The topic of women as entrepreneurs did not seem to fit well with established methods of clustering research. There were two very distinct fields of research that our studies built on: Small and medium-sized enterprise (SME) research and women’s studies. Much to our surprise, there was a divide between these two research fields – the SME researchers did not see the point in analyzing the effects of the entrepreneurs’ sex and the women’s studies researchers did not see the point of studying people who start and run their own firms. As a result, we experienced distrust and suspicion, and sometimes even ridicule, from leading representatives of each of these fields, and hence, skepticism about our study. Luckily, we had support in the form of a research grant, as well as support from women who were entrepreneurs. At the empirical level, it was clear that being a woman and an entrepreneur meant living in the contexts of both gender and entrepreneurship. These women had to integrate gender and entrepreneurship – and they did. Our dilemma as researchers was (and is) that such integration or even any fruitful collaboration, between entrepreneurship studies and women’s studies, was (and is) far from being realized. This dilemma has resulted in gender being “added” to entrepreneurship research, and entrepreneurship being “added” to gender research, and hence, not integrated into full.

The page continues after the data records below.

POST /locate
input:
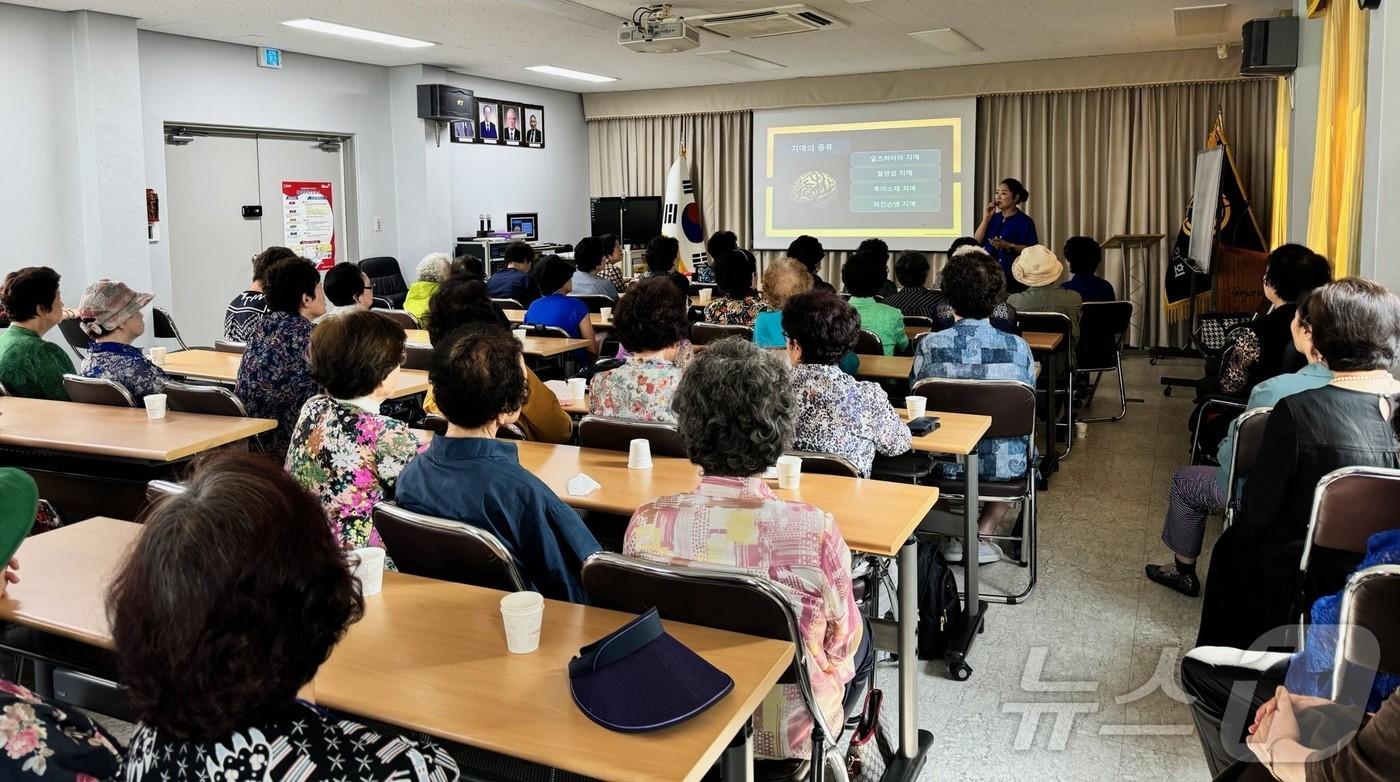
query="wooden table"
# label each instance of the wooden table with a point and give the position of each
(223, 368)
(430, 656)
(91, 459)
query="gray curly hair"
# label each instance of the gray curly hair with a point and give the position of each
(434, 267)
(735, 409)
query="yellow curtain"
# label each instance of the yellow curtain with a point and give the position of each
(1334, 213)
(1283, 111)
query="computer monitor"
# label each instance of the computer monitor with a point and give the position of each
(524, 223)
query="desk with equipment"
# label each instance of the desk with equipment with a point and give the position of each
(430, 656)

The skepticism between the two research fields remains, and we argue that there is still a divide between entrepreneurship studies and gender studies. The empirical fact that women are largely involved in entrepreneurship is ignored by both fields. In entrepreneurship research, the inclusion of “gender” is often simply done by adding the variable “gender” – that should rightly be named “sex,” as it is the biological and not the social sex that is measured. In gender studies, entrepreneurship has partly been included in the discourse on how “woman” and “female” are perceived but has failed to acknowledge that entrepreneurship is quite common for women, thus a vital part of women’s working lives. Therefore, we find that the mainstream agenda in both fields fails to acknowledge the possibility of a richer understanding of the phenomenon of women’s entrepreneurship – in terms of understanding the functioning of entrepreneurship, as well as understanding how women form their working lives. This gap is what intrigues us, but how has it come to be so wide and so pervasive over time? Can we do anything to change the situation? Do we need a completely new field to be able to build knowledge on this specific social phenomenon, women’s entrepreneurship? Would such a new field still leave entrepreneurship research and gender research lacking important pieces of the puzzle of gender and entrepreneurship?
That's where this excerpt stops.